The process of product design has several steps to having a successful product. There are all different levels of expertise needed to complete the process and concurrent design engineering allows for this to work. Concurrent Design Engineering was defined by Sohlenius as "a way of work where the various engineering activities in the product and production development process are integrated and performed as much as possible in parallel rather than in sequence." Different disciplines within the process are kept informed through the database of any and all changes to the product from start to finish as shown in the chart. For example, the marketing team is in charge of making the product sell to the consumers; if there is a change in the design or a small detail in the sales plan the marketing team will know about it because they will be digitally connected to the rest of the process.
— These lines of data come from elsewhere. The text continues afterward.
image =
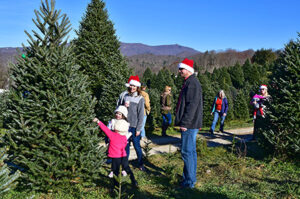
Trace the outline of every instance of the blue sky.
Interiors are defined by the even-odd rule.
[[[90,0],[56,0],[73,30]],[[105,0],[120,41],[199,51],[280,49],[300,32],[299,0]],[[1,0],[0,47],[26,44],[40,0]],[[74,31],[71,38],[76,37]]]

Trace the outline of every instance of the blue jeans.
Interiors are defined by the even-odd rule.
[[[214,112],[214,120],[213,120],[213,122],[211,124],[211,127],[210,127],[210,130],[212,132],[214,132],[214,130],[216,128],[216,124],[218,122],[219,117],[221,117],[220,131],[223,131],[223,129],[224,129],[224,121],[225,121],[225,117],[226,117],[223,114],[224,113],[221,114],[220,112],[217,112],[217,111]]]
[[[171,125],[172,124],[172,114],[169,112],[167,114],[162,114],[163,123],[162,125]]]
[[[128,143],[126,146],[126,153],[127,153],[127,158],[129,159],[129,154],[130,154],[130,143],[133,142],[133,146],[138,158],[138,163],[139,166],[143,166],[143,152],[140,144],[141,140],[141,134],[139,136],[136,136],[136,128],[129,127],[129,132],[132,133],[132,136],[128,139]]]
[[[144,115],[143,126],[141,130],[141,136],[146,137],[145,125],[146,125],[147,115]]]
[[[196,136],[198,131],[199,129],[181,131],[181,156],[184,163],[182,185],[184,187],[193,188],[197,181]]]

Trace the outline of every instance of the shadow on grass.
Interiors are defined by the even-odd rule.
[[[135,190],[132,192],[134,194],[133,198],[145,198],[145,199],[165,199],[165,198],[176,198],[176,199],[227,199],[228,197],[224,194],[214,193],[214,192],[202,192],[197,189],[175,189],[175,188],[165,188],[164,195],[153,195],[148,191]],[[169,194],[167,194],[169,193]]]
[[[236,142],[248,142],[252,139],[252,134],[236,135],[225,131],[223,133],[215,133],[213,135],[208,132],[202,132],[201,135],[207,140],[208,147],[228,145],[231,144],[233,140],[235,140]],[[221,139],[225,142],[220,143],[219,140],[215,139]]]
[[[181,176],[176,176],[180,179]],[[164,198],[178,198],[178,199],[199,199],[199,198],[228,198],[225,194],[210,192],[210,191],[201,191],[197,188],[181,188],[178,185],[175,185],[172,182],[172,179],[167,177],[166,175],[155,176],[152,178],[154,180],[154,184],[158,184],[160,186],[160,190],[155,190],[156,194],[154,195],[150,191],[147,190],[135,190],[131,194],[134,194],[134,198],[153,198],[153,199],[164,199]]]
[[[139,168],[137,160],[130,161],[130,164],[135,168]],[[146,166],[146,174],[161,175],[161,173],[163,172],[162,168],[152,164],[147,160],[144,160],[144,165]]]
[[[152,136],[148,138],[153,144],[166,145],[166,144],[177,144],[180,143],[180,138],[175,136]]]

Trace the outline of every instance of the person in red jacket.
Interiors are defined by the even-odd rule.
[[[131,171],[125,147],[127,145],[127,137],[129,123],[125,119],[116,120],[114,124],[114,132],[111,131],[105,124],[103,124],[98,118],[93,120],[98,124],[100,129],[107,135],[110,140],[108,147],[108,157],[112,159],[112,170],[115,176],[119,176],[120,165],[122,164],[123,169],[130,175],[131,183],[136,187],[137,181],[135,180],[134,174]],[[114,178],[114,186],[119,186],[119,183]]]
[[[219,118],[221,119],[219,131],[222,133],[224,132],[224,121],[227,115],[227,111],[228,111],[228,101],[224,91],[220,90],[217,96],[215,97],[211,108],[211,115],[214,116],[213,122],[209,130],[211,134],[214,134],[215,127]]]

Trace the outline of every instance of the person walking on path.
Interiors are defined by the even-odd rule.
[[[132,133],[132,136],[129,138],[126,146],[127,158],[129,158],[130,155],[130,144],[132,142],[138,158],[139,169],[141,171],[146,171],[140,143],[141,130],[144,121],[145,100],[140,94],[141,83],[139,76],[130,76],[128,83],[126,83],[125,86],[128,90],[120,94],[117,106],[124,105],[128,109],[127,121],[130,124],[129,132]]]
[[[214,134],[215,127],[216,127],[219,117],[221,118],[219,131],[221,131],[223,133],[224,121],[225,121],[225,117],[227,115],[227,111],[228,111],[228,101],[227,101],[224,91],[220,90],[212,104],[211,115],[214,115],[214,120],[213,120],[210,130],[209,130],[209,132],[211,134]]]
[[[171,87],[166,86],[164,92],[160,96],[161,115],[162,115],[162,131],[161,135],[167,135],[167,129],[172,123],[172,94]]]
[[[135,180],[134,174],[131,171],[127,154],[125,151],[125,147],[127,145],[127,137],[129,123],[126,122],[125,119],[116,120],[114,123],[114,132],[109,130],[107,126],[105,126],[98,118],[94,118],[93,120],[98,124],[100,129],[109,137],[110,143],[108,148],[108,156],[112,159],[112,170],[115,176],[119,176],[120,165],[122,165],[123,169],[130,175],[131,183],[134,187],[138,185]],[[118,187],[118,181],[113,178],[114,187]]]
[[[181,132],[181,156],[184,162],[182,187],[193,188],[197,181],[196,136],[202,128],[203,98],[199,80],[194,74],[194,61],[185,58],[178,65],[184,82],[179,94],[175,125]]]
[[[141,95],[144,97],[145,100],[145,107],[144,107],[144,120],[143,120],[143,126],[141,130],[141,136],[142,139],[146,138],[146,131],[145,131],[145,125],[147,121],[147,116],[150,114],[151,106],[150,106],[150,98],[148,93],[146,92],[147,85],[142,83],[141,85]]]
[[[265,117],[267,117],[267,115],[266,115],[267,106],[266,105],[271,100],[271,96],[268,94],[267,85],[265,85],[265,84],[261,85],[259,87],[259,91],[260,91],[260,96],[262,97],[260,99],[259,103],[260,103],[260,106],[262,107],[263,114],[261,114],[260,111],[257,111],[257,113],[256,113],[256,118],[254,119],[254,130],[253,130],[253,138],[252,138],[253,140],[257,139],[257,136],[259,135],[259,128],[265,124]],[[251,103],[255,107],[258,102],[253,100]]]

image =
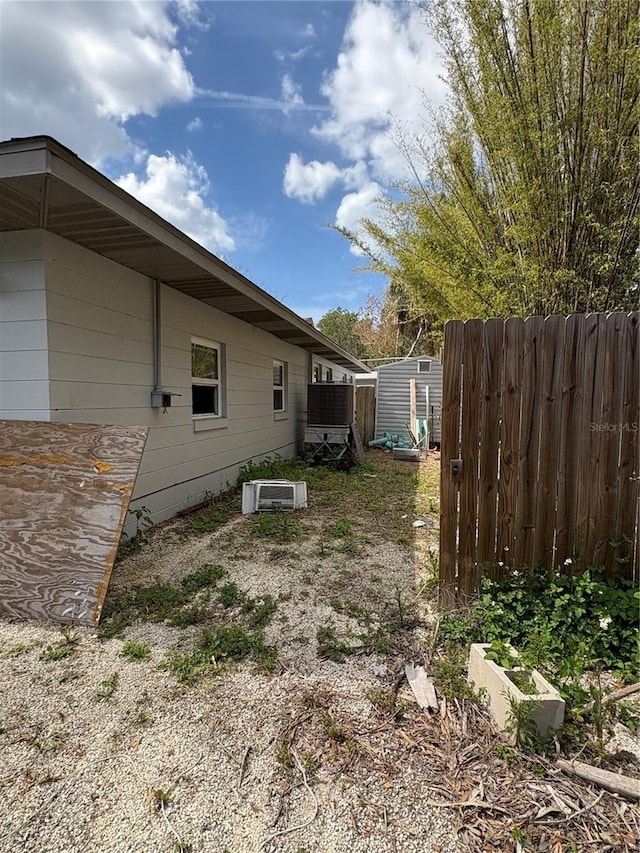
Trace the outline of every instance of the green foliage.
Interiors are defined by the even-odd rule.
[[[277,651],[265,645],[261,631],[248,632],[242,625],[231,625],[215,630],[205,628],[194,648],[188,652],[167,652],[162,666],[180,681],[193,683],[200,676],[215,672],[223,663],[249,656],[261,669],[272,672]]]
[[[55,661],[63,660],[75,654],[82,637],[71,628],[62,628],[60,633],[62,639],[57,643],[51,643],[40,654],[40,660]]]
[[[636,3],[433,0],[451,97],[343,231],[430,324],[637,307]],[[429,315],[427,315],[429,316]],[[429,322],[429,321],[428,321]]]
[[[142,640],[127,640],[120,649],[120,656],[129,660],[148,660],[151,647]]]
[[[208,592],[215,587],[226,569],[214,563],[185,575],[180,586],[155,584],[138,587],[108,598],[103,609],[98,634],[102,639],[117,636],[136,619],[146,622],[169,622],[186,627],[203,622],[209,615]],[[194,596],[198,596],[194,600]]]
[[[318,320],[318,329],[356,358],[365,358],[367,348],[356,331],[357,323],[357,312],[334,308]]]
[[[291,512],[259,512],[251,519],[251,532],[258,539],[286,544],[302,536],[302,522]]]
[[[100,687],[96,690],[96,696],[103,702],[108,702],[115,696],[119,685],[120,675],[117,672],[112,672],[108,678],[100,682]]]
[[[348,536],[351,533],[352,522],[348,518],[341,518],[334,521],[327,527],[329,536],[339,539],[343,536]]]
[[[201,569],[185,575],[180,581],[180,586],[186,595],[193,595],[206,587],[215,586],[227,573],[224,566],[215,563],[206,563]]]
[[[436,687],[448,701],[476,698],[466,678],[466,664],[466,649],[451,642],[445,645],[443,654],[434,658]]]
[[[238,588],[237,583],[226,583],[218,595],[223,607],[238,607],[244,601],[245,594]]]
[[[151,520],[151,511],[146,506],[134,507],[127,510],[127,515],[131,515],[136,520],[136,532],[130,538],[124,538],[118,546],[118,559],[124,559],[131,554],[137,554],[148,539],[146,529],[153,527]],[[126,537],[126,534],[125,534]]]
[[[336,636],[335,629],[330,625],[322,625],[316,632],[318,657],[331,660],[334,663],[344,663],[349,655],[354,655],[361,646],[351,646]]]
[[[511,572],[484,578],[480,598],[464,613],[446,616],[444,639],[507,640],[538,669],[552,667],[564,681],[585,667],[604,667],[623,680],[638,671],[640,590],[604,569],[582,575]]]

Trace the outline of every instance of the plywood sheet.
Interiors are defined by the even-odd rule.
[[[0,421],[0,612],[98,623],[147,433]]]

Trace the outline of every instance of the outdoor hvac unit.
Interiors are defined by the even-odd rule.
[[[344,382],[309,385],[307,423],[310,426],[351,425],[353,415],[353,385]]]
[[[291,480],[250,480],[242,484],[242,513],[304,509],[307,484]]]

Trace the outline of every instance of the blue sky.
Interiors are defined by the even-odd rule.
[[[412,3],[0,0],[0,138],[56,137],[316,321],[384,287],[329,226],[407,177],[441,75]]]

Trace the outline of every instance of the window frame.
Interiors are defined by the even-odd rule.
[[[204,376],[195,376],[193,373],[193,347],[201,346],[206,347],[207,349],[214,350],[216,353],[216,366],[217,366],[217,377],[214,379],[210,379]],[[223,346],[218,341],[207,340],[206,338],[197,338],[191,337],[191,346],[189,349],[190,357],[191,357],[191,416],[194,421],[202,421],[207,419],[215,418],[219,420],[222,418],[224,409],[223,409],[223,394],[224,394],[224,371],[222,366],[223,360]],[[215,411],[213,412],[194,412],[193,411],[193,388],[214,388],[214,402],[215,402]]]
[[[275,381],[275,368],[276,367],[280,367],[282,370],[282,374],[281,374],[282,375],[282,382],[281,382],[281,384],[278,384]],[[280,361],[280,359],[278,359],[278,358],[274,358],[272,361],[272,371],[273,371],[273,375],[272,375],[273,414],[274,415],[283,415],[283,414],[286,414],[286,412],[287,412],[287,396],[288,396],[287,395],[287,362],[286,361]],[[280,409],[276,408],[276,401],[275,401],[276,392],[282,393],[282,408],[280,408]]]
Concurrent design engineering has replaced the older step by step or “waterfall model,” this was an extremely linear and straight foreword approach. However, the concurrent approach is much more free flowing and integrated.
CAD can be introduced very early in the process of product design. As soon as the product need is identified and the first concept sketches are narrowed down, the ideas can be put into CAD to show the client and the rest of the design team what is happening. There are people on the within the process who can not translate a two-dimensional sketch or drafting as three-dimensional object. Therefore, the introduction of the concept in its simplest form at the beginning of the process without much detail can inform the rest of the team of what they have to work with. The ability to transfer information digitally is much more effective and time efficient than having to do everything analog.